Composition

The ‘naturalness’ of historical instruments’ sound interests me; gut strings, in particular, seem to be imbued with something of materiality and of their being ‘of nature’. In practical terms, the partials of gut strings are strongly audible. They resonate richly when bowed as an open string or at consonant subdivisions: halves, thirds, and quarters. There is also a warmth and ‘noise’ to the sound of gut strings, what Nordic Affect’s Baroque violinist Halla Steinunn Stefánsdóttir calls ‘graininess’ (Tassie, 2020). Whereas the modern violin prioritises purity of pitch and tone, the Baroque violin prioritises affect. The harpsichord, too, is audibly material. It’s mechanism is an integral part of the instrument’s sound; Ligeti, for example, described the harpsichord as a ‘strange machine’ (Ligeti et al., 1983); John Cage, less flatteringly, as a ‘sewing machine’ (Austin, Cage and Hiller, 1968).  Further, on close listening the harpsichord is a beautifully resonant instrument, its quick decay followed by an after-shadow of glimmering partials.

            Thinking around material, resonance, and the natural overtone series suggested a harmony based on the open strings and natural harmonics of the Baroque violin, viola, and cello. This generated a harmony around G major, de-centred by the lowest C strings of the Baroque cello and viola, and coloured by the presence of the high C-sharp and G-sharp harmonics of the A and E strings. This ‘natural harmony’ not only responded to something inherent about the sound of the Baroque instruments’ materials, but situated those instruments, themselves historical, in broader, epochal timeframes. As Wayne Hu and Martin White have outlined, for example, consonant musical harmonies, derived from the overtone series, were imbedded in the universe’s origins. They write, in ‘the first moment of creation, the phases of all the sound waves were synchronised. The result was a sound spectrum with overtones much like a musical instrument’s’ (Hu and White, 2004). Elsewhere, Gerald Langner explores the innate musicality of matter, writing, ‘the whole solar system from Mercury to Pluto is subject to gravitational resonances and, as a consequence, to some extent obeys simple harmonic rules’ (Langner, 2015).

            Having established a harmonic area, compositional experimentation was then focussed on timbre.

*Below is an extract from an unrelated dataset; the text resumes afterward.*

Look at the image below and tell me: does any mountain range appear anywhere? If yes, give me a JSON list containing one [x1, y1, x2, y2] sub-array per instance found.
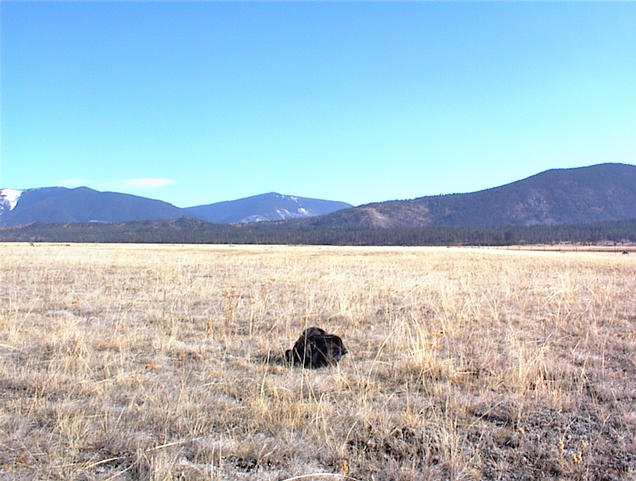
[[0, 164, 636, 230], [0, 187, 351, 226], [304, 164, 636, 228]]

Material was stripped back in order that the ear might focus on the idiosyncratic and microscopic qualities of the historical instruments’ sound. Sustained notes exposed the ‘graininess’ of the gut strings, accentuated, in turn, by the curved Baroque bow with its prominent up-bow and down-bow articulation. Similarly, isolated, single notes on the harpsichord engendered a musical space in which the instrument’s decay and resonance could be heard.

            Structurally, the music moves, through this sparse material, from the lowest notes of the Baroque cello, viola, and violin (their open C and G strings) to the higher harmonics of the violin. In this way, the music recedes upwards. Partials and bow noise are more noticeable on the strings’ harmonics; the harpsichord’s tone is thinner in its higher register. As such, the piece moves from sounds that could be described as more ‘musical’ to those closer to ‘noise’; from abstracted pitches to the sounds of handled instruments.